Au Pakistan, où l'agriculture est fortement tributaire de l'irrigation, les marchés hydriques informels constituent un moyen d'importance croissante donnant accès aux nappes phréatiques aux petits agriculteurs et aux cultivateurs à bail*. Le réseau public des canaux d'irrigation fournit de l'eau aux agriculteurs propriétaires de terres dans des zones précises, mais ne fournit pas à tous les agriculteurs le volume hydrique qui leur est nécessaire. Ainsi, les agriculteurs plus aisés installent des puits abyssiniens* à titre de source exclusive, ou complémentaire, d'irrigation (figure 1). En dépit de la multiplication des puits abyssiniens privés, leur propriété se restreint à un pourcentage relativement faible d'agriculteurs. Certains propriétaires de puits revendent également des réserves d'eau souterraine à des agriculteurs des environs. Les marchés localisés et informels ainsi constitués représentent une importante source d'irrigation pour de nombreux agriculteurs.

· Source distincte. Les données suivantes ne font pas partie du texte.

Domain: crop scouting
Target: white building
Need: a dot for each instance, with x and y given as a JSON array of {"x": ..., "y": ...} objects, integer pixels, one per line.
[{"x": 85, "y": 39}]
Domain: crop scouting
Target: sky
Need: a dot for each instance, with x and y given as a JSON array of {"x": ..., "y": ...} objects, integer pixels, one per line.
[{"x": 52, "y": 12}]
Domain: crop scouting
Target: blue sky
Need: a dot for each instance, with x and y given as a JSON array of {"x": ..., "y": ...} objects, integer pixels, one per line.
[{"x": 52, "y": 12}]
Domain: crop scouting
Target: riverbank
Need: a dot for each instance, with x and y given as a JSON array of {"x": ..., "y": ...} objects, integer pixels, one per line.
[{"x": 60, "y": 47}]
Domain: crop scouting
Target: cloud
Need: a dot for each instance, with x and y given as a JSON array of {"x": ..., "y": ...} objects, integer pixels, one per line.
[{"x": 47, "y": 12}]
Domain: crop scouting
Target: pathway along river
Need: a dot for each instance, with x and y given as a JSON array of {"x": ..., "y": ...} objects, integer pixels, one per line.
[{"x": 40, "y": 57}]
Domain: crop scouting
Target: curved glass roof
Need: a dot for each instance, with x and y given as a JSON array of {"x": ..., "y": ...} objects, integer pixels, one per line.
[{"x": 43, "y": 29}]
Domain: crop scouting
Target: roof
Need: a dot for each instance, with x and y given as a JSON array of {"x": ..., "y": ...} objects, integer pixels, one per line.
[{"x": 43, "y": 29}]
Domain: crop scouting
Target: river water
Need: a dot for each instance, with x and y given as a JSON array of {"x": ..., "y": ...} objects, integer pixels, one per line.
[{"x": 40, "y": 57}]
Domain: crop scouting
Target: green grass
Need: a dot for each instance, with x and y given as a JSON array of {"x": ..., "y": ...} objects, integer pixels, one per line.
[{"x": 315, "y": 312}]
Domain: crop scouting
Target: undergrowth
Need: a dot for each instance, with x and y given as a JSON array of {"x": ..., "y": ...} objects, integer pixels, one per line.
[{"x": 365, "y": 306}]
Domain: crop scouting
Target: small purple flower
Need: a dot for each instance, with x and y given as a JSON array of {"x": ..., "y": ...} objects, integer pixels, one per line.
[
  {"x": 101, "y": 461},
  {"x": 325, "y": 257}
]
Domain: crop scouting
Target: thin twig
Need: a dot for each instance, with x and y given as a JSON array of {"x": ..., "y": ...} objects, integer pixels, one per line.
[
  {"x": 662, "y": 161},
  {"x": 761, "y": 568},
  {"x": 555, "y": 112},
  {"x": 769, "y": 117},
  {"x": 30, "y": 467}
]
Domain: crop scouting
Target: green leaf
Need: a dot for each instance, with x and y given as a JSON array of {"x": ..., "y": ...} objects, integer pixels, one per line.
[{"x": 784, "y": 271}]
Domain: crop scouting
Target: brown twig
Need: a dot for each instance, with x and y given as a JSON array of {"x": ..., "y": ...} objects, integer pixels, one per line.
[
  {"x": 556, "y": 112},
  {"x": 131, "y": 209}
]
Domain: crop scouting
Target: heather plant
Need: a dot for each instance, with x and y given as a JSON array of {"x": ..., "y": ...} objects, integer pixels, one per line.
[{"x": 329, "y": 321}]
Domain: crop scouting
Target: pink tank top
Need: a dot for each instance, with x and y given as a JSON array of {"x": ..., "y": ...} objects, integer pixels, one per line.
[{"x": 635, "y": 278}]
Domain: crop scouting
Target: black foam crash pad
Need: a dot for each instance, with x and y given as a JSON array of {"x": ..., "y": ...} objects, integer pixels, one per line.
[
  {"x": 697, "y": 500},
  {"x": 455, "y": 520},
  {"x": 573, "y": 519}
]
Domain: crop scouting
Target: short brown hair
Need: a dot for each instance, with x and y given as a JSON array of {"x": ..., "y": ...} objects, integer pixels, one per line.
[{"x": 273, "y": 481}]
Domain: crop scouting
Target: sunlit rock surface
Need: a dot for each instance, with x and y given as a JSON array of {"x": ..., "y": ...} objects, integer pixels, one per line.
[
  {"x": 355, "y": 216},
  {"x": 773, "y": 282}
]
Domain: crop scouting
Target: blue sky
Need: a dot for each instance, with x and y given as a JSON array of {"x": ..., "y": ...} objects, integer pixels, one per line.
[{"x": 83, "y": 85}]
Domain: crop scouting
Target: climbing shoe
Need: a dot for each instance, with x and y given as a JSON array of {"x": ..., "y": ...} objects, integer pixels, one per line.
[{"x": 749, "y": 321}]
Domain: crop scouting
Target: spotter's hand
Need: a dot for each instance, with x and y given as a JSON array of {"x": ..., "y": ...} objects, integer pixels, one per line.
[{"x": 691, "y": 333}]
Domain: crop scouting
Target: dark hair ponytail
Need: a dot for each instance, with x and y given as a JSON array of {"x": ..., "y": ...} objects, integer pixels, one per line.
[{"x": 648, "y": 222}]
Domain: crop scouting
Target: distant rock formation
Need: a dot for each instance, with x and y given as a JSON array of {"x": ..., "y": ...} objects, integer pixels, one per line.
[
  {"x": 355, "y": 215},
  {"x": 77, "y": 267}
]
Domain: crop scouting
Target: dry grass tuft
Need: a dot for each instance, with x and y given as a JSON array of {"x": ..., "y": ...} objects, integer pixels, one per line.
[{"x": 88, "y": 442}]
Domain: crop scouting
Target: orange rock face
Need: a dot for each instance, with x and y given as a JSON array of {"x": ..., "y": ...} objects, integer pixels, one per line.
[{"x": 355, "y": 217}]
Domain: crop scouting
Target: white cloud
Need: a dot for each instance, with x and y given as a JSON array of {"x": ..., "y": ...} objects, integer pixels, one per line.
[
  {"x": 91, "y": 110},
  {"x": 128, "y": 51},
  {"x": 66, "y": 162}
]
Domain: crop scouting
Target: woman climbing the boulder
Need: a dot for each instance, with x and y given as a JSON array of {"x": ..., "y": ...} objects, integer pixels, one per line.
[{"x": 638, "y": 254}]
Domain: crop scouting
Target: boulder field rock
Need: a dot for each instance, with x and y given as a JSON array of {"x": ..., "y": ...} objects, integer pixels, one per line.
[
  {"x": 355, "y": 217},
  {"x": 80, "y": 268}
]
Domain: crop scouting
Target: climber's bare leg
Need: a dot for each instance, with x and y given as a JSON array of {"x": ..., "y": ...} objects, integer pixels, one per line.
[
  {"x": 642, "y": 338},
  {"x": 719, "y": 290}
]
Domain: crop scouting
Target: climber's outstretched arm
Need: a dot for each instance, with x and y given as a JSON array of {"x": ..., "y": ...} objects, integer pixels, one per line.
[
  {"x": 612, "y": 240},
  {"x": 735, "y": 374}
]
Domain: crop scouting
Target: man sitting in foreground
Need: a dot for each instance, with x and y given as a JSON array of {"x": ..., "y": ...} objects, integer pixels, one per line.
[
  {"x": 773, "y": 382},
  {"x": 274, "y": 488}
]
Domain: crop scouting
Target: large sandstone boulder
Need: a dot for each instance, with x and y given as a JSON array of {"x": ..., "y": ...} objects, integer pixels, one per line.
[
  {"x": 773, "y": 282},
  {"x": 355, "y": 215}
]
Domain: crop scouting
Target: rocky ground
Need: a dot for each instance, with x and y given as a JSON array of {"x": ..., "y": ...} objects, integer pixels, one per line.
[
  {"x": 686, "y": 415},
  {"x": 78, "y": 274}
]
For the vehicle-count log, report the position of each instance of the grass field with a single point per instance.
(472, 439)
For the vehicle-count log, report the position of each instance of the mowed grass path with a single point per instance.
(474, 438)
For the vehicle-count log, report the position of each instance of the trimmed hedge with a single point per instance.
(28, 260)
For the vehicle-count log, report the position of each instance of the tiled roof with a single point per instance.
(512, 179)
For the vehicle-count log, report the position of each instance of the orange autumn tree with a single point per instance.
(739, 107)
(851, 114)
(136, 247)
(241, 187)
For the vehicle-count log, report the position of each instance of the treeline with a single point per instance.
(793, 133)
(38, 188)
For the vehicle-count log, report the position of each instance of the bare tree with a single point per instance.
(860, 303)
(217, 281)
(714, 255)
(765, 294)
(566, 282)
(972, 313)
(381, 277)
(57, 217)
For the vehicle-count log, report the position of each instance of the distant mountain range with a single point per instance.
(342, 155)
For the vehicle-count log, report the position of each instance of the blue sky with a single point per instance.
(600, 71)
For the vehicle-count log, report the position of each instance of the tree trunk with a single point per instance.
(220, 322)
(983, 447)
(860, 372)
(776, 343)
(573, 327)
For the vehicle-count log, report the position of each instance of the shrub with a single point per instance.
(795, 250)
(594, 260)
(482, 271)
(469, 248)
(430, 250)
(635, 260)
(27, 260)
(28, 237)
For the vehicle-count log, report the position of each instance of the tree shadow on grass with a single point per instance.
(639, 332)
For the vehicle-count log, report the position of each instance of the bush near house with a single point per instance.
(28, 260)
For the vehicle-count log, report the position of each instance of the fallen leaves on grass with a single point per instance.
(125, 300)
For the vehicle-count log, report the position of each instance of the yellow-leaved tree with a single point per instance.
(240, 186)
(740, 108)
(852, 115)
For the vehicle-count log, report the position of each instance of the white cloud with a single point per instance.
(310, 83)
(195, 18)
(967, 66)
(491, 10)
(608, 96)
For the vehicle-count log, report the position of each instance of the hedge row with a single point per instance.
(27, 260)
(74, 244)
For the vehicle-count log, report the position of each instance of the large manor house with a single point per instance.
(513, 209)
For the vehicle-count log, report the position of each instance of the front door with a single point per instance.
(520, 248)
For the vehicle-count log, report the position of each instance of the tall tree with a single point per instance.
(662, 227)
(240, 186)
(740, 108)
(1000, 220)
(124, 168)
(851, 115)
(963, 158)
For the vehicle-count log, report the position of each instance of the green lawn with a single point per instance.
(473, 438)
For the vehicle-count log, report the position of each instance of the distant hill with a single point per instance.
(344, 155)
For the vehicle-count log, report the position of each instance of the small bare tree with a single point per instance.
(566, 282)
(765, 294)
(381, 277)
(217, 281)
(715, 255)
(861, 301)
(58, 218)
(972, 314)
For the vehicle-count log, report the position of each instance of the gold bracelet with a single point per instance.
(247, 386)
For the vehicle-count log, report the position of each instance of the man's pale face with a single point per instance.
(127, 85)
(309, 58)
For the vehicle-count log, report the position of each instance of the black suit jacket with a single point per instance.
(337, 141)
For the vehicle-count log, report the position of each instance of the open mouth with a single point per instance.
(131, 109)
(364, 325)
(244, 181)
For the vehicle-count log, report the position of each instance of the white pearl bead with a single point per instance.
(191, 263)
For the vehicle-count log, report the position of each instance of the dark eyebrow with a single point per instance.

Bien que la vente d'eau de puits privés soit une pratique de longue date en Asie du Sud, ce n'est que récemment que ces schémas informels ont été mis à l'étude. Alors que l'eau se raréfie ou que sa qualité se détériore, d'autres informations seront nécessaire pour appuyer le Pakistan et d'autres pays de l'Asie du Sud à décider de réformes destinées à égaliser l'accès aux ressources hydriques phréatiques. "Les Marchés phréatiques au Pakistan : participation et productivité", rapport de recherche n105 de Ruth Meinzen-Dick, étudie les mécanismes des marchés de l'eau, ses participants, la nature des transactions et les effets des marchés sur la productivité et les revenus agricoles, afin de déterminer ce qui favorise ou qui entrave la création de marchés hydriques viables. Le rapport passe en revue les annales relatives aux marchés phréatiques, les éléments empiriques de performance et les options décisionnelles possibles.

L'étude procède à l'examen des schémas de développement du marché des puits abyssiniens privés en s'appuyant sur des données départementales relevées dans tout le pays. Elle détaille ensuite la performance des marchés phréatiques à partir des données des ménages agricoles, rassemblées lors d'une enquête de l'IFPRI, réalisée en 1990-92.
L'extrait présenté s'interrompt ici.